Foram 25 minutos de uma animada conversa sobre o trabalho de Vittorio Storaro e as simbologias que imaginou para tornar O Último Imperador o filme deslumbrante que, mais uma vez, o público pôde contemplar, e pela primeira vez em três dimensões. Apesar da agenda de Storaro estar preenchida, foi com simpatia que se disponibilizou a responder às simples perguntas do Espalha-Factos, proporcionando mais uma pura lição de Cinema.
Espalha-Factos (EF): Acabámos de ver O Último Imperador em 3D, e a experiência ficou ainda mais interessante com a sua apresentação, sobre as cores que utilizou para criar a maravilhosa cinematografia do filme…
Vittorio Storaro (VS): Fico contente com isso. É a primeira vez que explico a um público mais abrangente quais foram as minhas intenções na cinematografia que criei para um filme. Não costumo falar deste tipo de coisas porque possuem uma linguagem subliminar.
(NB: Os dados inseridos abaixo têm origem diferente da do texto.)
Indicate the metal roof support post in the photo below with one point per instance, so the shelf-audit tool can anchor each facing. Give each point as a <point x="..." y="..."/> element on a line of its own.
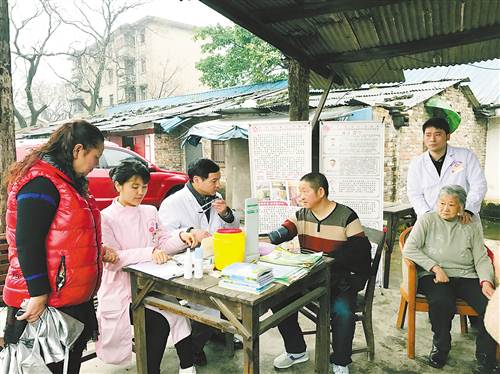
<point x="315" y="125"/>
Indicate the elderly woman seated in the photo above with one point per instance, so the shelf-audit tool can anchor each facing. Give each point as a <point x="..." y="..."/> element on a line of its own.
<point x="452" y="263"/>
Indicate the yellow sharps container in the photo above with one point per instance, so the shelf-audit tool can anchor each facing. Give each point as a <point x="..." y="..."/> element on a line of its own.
<point x="229" y="247"/>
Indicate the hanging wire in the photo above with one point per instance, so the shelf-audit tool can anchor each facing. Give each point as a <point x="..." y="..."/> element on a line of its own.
<point x="434" y="64"/>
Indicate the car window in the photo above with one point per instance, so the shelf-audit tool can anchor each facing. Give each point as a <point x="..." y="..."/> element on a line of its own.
<point x="113" y="157"/>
Normalmente esse discurso das cores é feito para os estudantes e estudiosos do Cinema, mas não para um público “normal”, digamos, que se senta e que pode não captar e compreender esta informação mais técnica e restrita. Eu acho que todos os tipos de público têm como função receber as informações e as emoções que a imagem, a música e a história querem transmitir, transmissão essa que só é possível através da concretização do trabalho de todos os autores que, tal como o realizador, criam algo que está destinado a esse mesmo público, mais ou menos específico nos seus gostos.
EF: Com a sua explicação, o filme é compreendido de outra maneira, com outro fascínio. E uma coisa que eu reparei é que as cores também evidenciam a degradação ou a decadência psicológica de Pu Yi. E gostava de saber as razões para ter chegado a essa coleção de cores para representar essa figura histórica.
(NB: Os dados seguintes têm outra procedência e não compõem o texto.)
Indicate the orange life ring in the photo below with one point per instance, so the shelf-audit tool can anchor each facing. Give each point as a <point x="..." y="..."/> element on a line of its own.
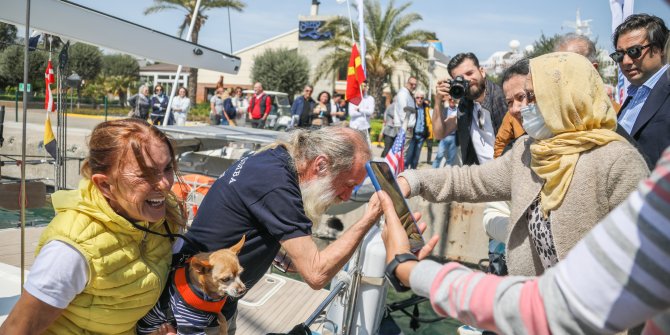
<point x="188" y="182"/>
VS: Eu não pensei em decadência psicológica. O meu objetivo era reescrever a história de uma pessoa que faz uma viagem interior, através da sua memória, e que começa a diferenciar etapas, com os vários momentos, as emoções e os sentimentos que fazem a sua própria história de vida. E portanto, nesse sentido, as diferentes cores que usei acompanham esses momentos, essas emoções e esses sentimentos. O objetivo da Cinematografia só pode ser isso: tentar tornar visíveis certos momentos, certos aspetos psicológicos, certas emoções que, realmente, a personagem tem de transmitir ao espectador, para que ele possa compreender melhor a história que está a ver.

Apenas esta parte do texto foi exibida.